Kirsten Mocke, Finance Director EMC: what do the numbers mean?
With nearly 18 years of experience as a finance expert in the IT world, Kirsten Mocke has acquired a good grasp of the strengths and weaknesses in the management of South African IT firms. Days Sales Outstanding (DSO) “is often very high”, sales processes “could be more refined and defined” and forecasting is not taken seriously enough. “Many people can generate numbers.- I always say to my staff: don’t give me numbers, but tell me what the numbers mean.”
Mocke is finance and business operations director at the South African headquarters of American IT firm EMC. When she joined just over two years ago, she quickly diagnosed the familiar ailments. "Forecast accuracy was diabolical. One of the biggest issues in IT is forecasting accuracy and budgeting, although I actually don't believe in a budget, because it is outdated the moment it is signed off. It exists as a guide. But forecasting up the line is pivotal in an international company."
Being able to predict and steer the near and mid-term future is one of the crucial mandates for a CFO or finance director - in Mocke's experience there is often a lot of room for improvement . "Here in South Africa companies have been able to work within their own bubble without giving specific attention to international standards they have been able to get away with murder, but now with smaller European countries battling for economic survival, we have become a significant player for international shareholders and we need to live up to that status. The necessary level of professionalism is not always there, although sometimes it is just a matter of awareness."

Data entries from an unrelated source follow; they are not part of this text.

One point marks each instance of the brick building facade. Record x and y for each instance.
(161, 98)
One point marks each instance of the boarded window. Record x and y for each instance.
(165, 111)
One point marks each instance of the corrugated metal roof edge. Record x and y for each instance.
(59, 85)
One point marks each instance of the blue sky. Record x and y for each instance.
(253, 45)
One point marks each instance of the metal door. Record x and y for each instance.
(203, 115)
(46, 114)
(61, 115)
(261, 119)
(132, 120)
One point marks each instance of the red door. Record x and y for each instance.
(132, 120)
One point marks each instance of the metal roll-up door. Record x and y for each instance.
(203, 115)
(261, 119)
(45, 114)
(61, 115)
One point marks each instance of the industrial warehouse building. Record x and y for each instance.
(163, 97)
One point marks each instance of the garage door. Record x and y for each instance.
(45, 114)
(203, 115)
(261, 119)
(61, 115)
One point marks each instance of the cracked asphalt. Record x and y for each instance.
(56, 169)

When Mocke joined EMC in July 2011 she was not aware of scale of the challenge she will have to take on with EMC operations in South Africa. "It was a huge project to change, but luckily I have a huge amount of experience in fixing IT companies' finances." And in the end sorting out the finances and operations is exactly what Mocke excels at - and what she enjoys. "I enjoy the industry as much as I enjoy the job. By comparison working at a bank appears boring. I like the personalities in IT. It is a colourful industry that has had many ups, downs, mergers and developments over the last years - there is always something happening."
A few years at South African Breweries (SAB) made Mocke understand the buying process much better and how big numbers are casually thrown around in the IT industry - add three zeroes and times by 10 to get the real Rand investment. Some finance people are "happy just doing finance", but that does not satisfy Mocke, who works in the sizeable EMC office in Johannesburg which looks after South Africa, Botswana, Nambia and other neighboring countries. "I am involved in the total process, including the excitement of closing deals. IT is not a transaction based business, which means every deal is unique."
Mocke says she hasn't applied for a job since she was 25. "I have always been approached. And I usually think 'why turn away from it?' Staying with one company is a thing of the past. Changing jobs is not a scary thing for me." Moving back into the international business environment after a stint at SAB, Mocke realized how much the world is changing. "The biggest change is the effective outsourcing of services. As a service we have seen huge developments and maturity in the model. I have next to no staff and most of the routine work is done in shared service centres in Ireland, Egypt and India."
EMC is a company that offers information infrastructure solutions ranging from storage to backup data management automation, information security, virtualization and cloud computing products and services which enable businesses to store, manage, protect, and analyse massive volumes of data. "We have, what we call, a federation model to sell our products. Big data, cloud and trust are the focus for EMC. Many CFOs are becoming more curious and are asking after the big data concept", Mocke has noticed.
Big data basically means the accessible archiving of meaningful everyday data. Mocke: "I have 12.000 emails in my sent items, for example - where is that information stored?" She says EMC is ready to assist clients in understanding this new revolution. "We had a forum recently and we concluded that big data is now where cloud computing was three years ago. At the moment most companies are at least considering cloud strategies. Big data is going the same way, because it is an untapped goldmine."
Mocke is a proud South African who loves and believes in the future of the country.